How would you feel if you knew you had fatty liver? Just imagine the stress of knowing you have severe liver disease, except that fatty liver disease is the initial stage of something that can become serious later on. In fact, many people who have a fatty liver don’t even know they have it. But you’d undoubtedly feel anxious and concerned if you are diagnosed, right?
As the name implies, fatty liver disease is the name given to an accumulation of fat in the liver. Most people think it is only caused by heavy drinking, high-calorie diets, or simply aging. But some people develop fatty liver disease, even if they are lean, eat healthily, and don’t drink at all. For more information, you can consult our fatty liver disease overview article, which includes the causes of this ailment.
While most people can tell if they are overweight, some people cannot determine if they have fatty liver disease. If you notice several symptoms listed in this article, there’s a chance you have fatty liver disease. However, remember that only a doctor can give you a diagnosis.
The symptoms of fatty liver disease include:
1) Symptoms in the initial stage of the disease
As mentioned above, many people with fatty liver disease (FLD) don’t even know they have the disease. That’s because they have no symptoms at all, at least in the first stage of the disease. It’s a widespread problem, and people can live with it and carry on with their lives with no apparent consequences. The only way FLD will give you symptoms right away is when it is associated with inflammation in a disease known as non-alcoholic steatohepatitis (NASH). And even so, only 50% of patients with NASH develop symptoms in the first stage of the disease.
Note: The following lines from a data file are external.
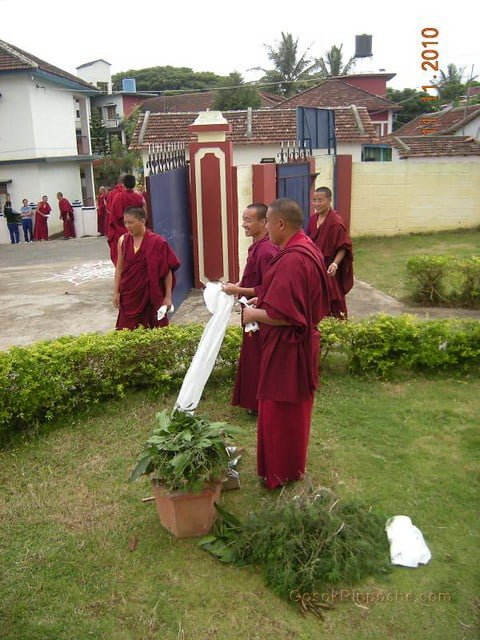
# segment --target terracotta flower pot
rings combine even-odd
[[[176,538],[206,535],[217,517],[214,503],[220,499],[222,483],[205,487],[199,493],[171,492],[152,480],[155,504],[162,525]]]

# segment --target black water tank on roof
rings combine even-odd
[[[355,36],[355,58],[369,58],[372,55],[372,36],[363,33]]]

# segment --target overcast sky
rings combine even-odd
[[[421,70],[421,31],[439,30],[431,49],[440,69],[448,63],[480,74],[480,27],[474,3],[352,3],[303,0],[0,0],[0,39],[65,71],[103,58],[112,74],[129,69],[173,65],[226,75],[240,71],[257,79],[251,67],[269,67],[264,44],[275,44],[282,31],[299,38],[301,50],[320,57],[343,43],[354,54],[355,35],[373,37],[373,57],[359,70],[396,73],[395,89],[420,89],[434,71]],[[327,8],[325,8],[327,7]],[[430,8],[427,8],[430,7]],[[443,8],[442,8],[443,7]],[[428,41],[428,40],[427,40]]]

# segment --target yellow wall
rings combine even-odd
[[[315,180],[315,189],[319,187],[328,187],[333,191],[333,165],[334,157],[331,156],[315,156],[315,171],[318,176]]]
[[[352,236],[389,236],[477,225],[480,163],[353,163]]]

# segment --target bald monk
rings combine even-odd
[[[63,193],[57,193],[58,208],[60,209],[60,218],[63,220],[63,238],[70,240],[75,238],[75,224],[73,219],[73,207],[67,198],[63,197]]]
[[[147,229],[142,207],[128,207],[126,233],[118,239],[113,306],[118,309],[116,329],[165,327],[168,318],[157,319],[158,309],[172,306],[174,272],[180,266],[168,242]]]
[[[243,212],[242,227],[247,238],[253,238],[253,244],[248,248],[242,279],[237,284],[230,282],[224,284],[225,293],[247,298],[253,298],[258,294],[267,265],[278,253],[278,247],[270,242],[265,228],[266,215],[267,206],[263,203],[249,204]],[[250,414],[258,413],[257,387],[261,354],[262,343],[259,332],[244,333],[232,404],[247,409]]]
[[[123,189],[117,188],[117,193],[108,201],[109,216],[107,227],[107,240],[110,247],[110,258],[113,264],[117,264],[118,239],[126,232],[123,223],[123,214],[128,207],[140,207],[145,210],[145,200],[142,195],[134,191],[135,176],[127,174],[123,178]],[[118,186],[118,185],[117,185]]]
[[[345,296],[353,287],[352,241],[341,216],[332,209],[328,187],[315,189],[313,208],[307,235],[323,253],[330,286],[330,315],[346,319]]]
[[[263,342],[258,382],[257,471],[269,489],[305,472],[313,393],[318,385],[320,334],[328,315],[323,257],[303,232],[297,202],[279,198],[267,211],[267,231],[280,251],[272,258],[256,308]]]

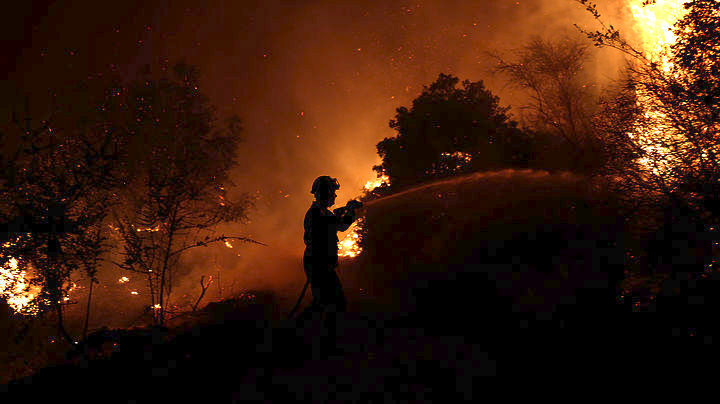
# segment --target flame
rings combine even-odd
[[[118,283],[127,283],[130,282],[130,278],[127,276],[123,276],[122,278],[118,279]]]
[[[358,245],[360,241],[360,234],[358,233],[362,229],[363,219],[358,219],[348,229],[349,233],[338,243],[338,256],[355,258],[362,252],[362,248]]]
[[[27,271],[19,268],[20,262],[12,257],[0,267],[0,297],[17,313],[37,314],[38,307],[34,300],[38,287],[30,286]]]
[[[226,246],[227,248],[233,248],[233,245],[230,244],[230,242],[227,241],[227,240],[225,240],[225,246]]]
[[[380,177],[368,181],[365,183],[365,192],[370,192],[373,189],[383,185],[387,184],[390,185],[390,178],[383,174]],[[345,237],[338,242],[338,256],[339,257],[349,257],[349,258],[355,258],[362,252],[362,248],[358,244],[360,241],[360,230],[362,230],[362,226],[364,224],[364,221],[362,218],[358,219],[355,223],[353,223],[350,228],[348,229],[348,233],[345,235]]]
[[[156,305],[154,305],[152,308],[155,309],[155,310],[160,310],[161,307],[162,307],[162,306],[160,306],[160,304],[156,304]]]
[[[382,184],[388,184],[390,185],[390,178],[388,178],[387,175],[383,174],[382,176],[376,178],[373,181],[368,181],[365,183],[365,190],[367,192],[372,191],[373,189],[379,187]]]
[[[677,40],[672,29],[687,12],[683,7],[686,2],[687,0],[657,0],[655,4],[647,6],[643,6],[643,0],[630,2],[630,10],[643,49],[651,60],[660,63],[665,72],[672,67],[667,56],[668,46]]]
[[[655,4],[643,6],[643,0],[631,0],[629,5],[646,56],[652,62],[657,63],[665,73],[668,73],[673,67],[669,56],[669,47],[675,43],[677,36],[672,32],[672,28],[687,12],[683,7],[686,1],[657,0]],[[646,105],[648,95],[640,93],[637,95],[638,103],[641,106]],[[670,157],[670,149],[661,146],[660,143],[669,142],[675,136],[672,134],[664,114],[646,108],[643,115],[651,123],[651,129],[643,133],[641,128],[635,128],[635,131],[628,135],[635,139],[649,155],[660,156],[660,158],[643,157],[639,160],[640,164],[647,169],[652,169],[655,175],[665,173],[669,167],[679,161]],[[651,139],[660,139],[660,141],[653,142]]]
An estimated 17 to 33 percent of Americans are probably living right now with nonalcoholic fatty liver disease (NAFLD), and up to 20 percent of those cases remain undiagnosed. While the first signs are usually mild and nonspecific, the condition progresses to end-stage liver disease when fat accumulation triggers chronic inflammation and fibrosis, followed by cirrhosis.
So, the symptoms of the initial stage of the disease are mild or nonexistent, but we shouldn’t underestimate fatty liver disease. The long-term consequences of doing nothing about it can be disastrous.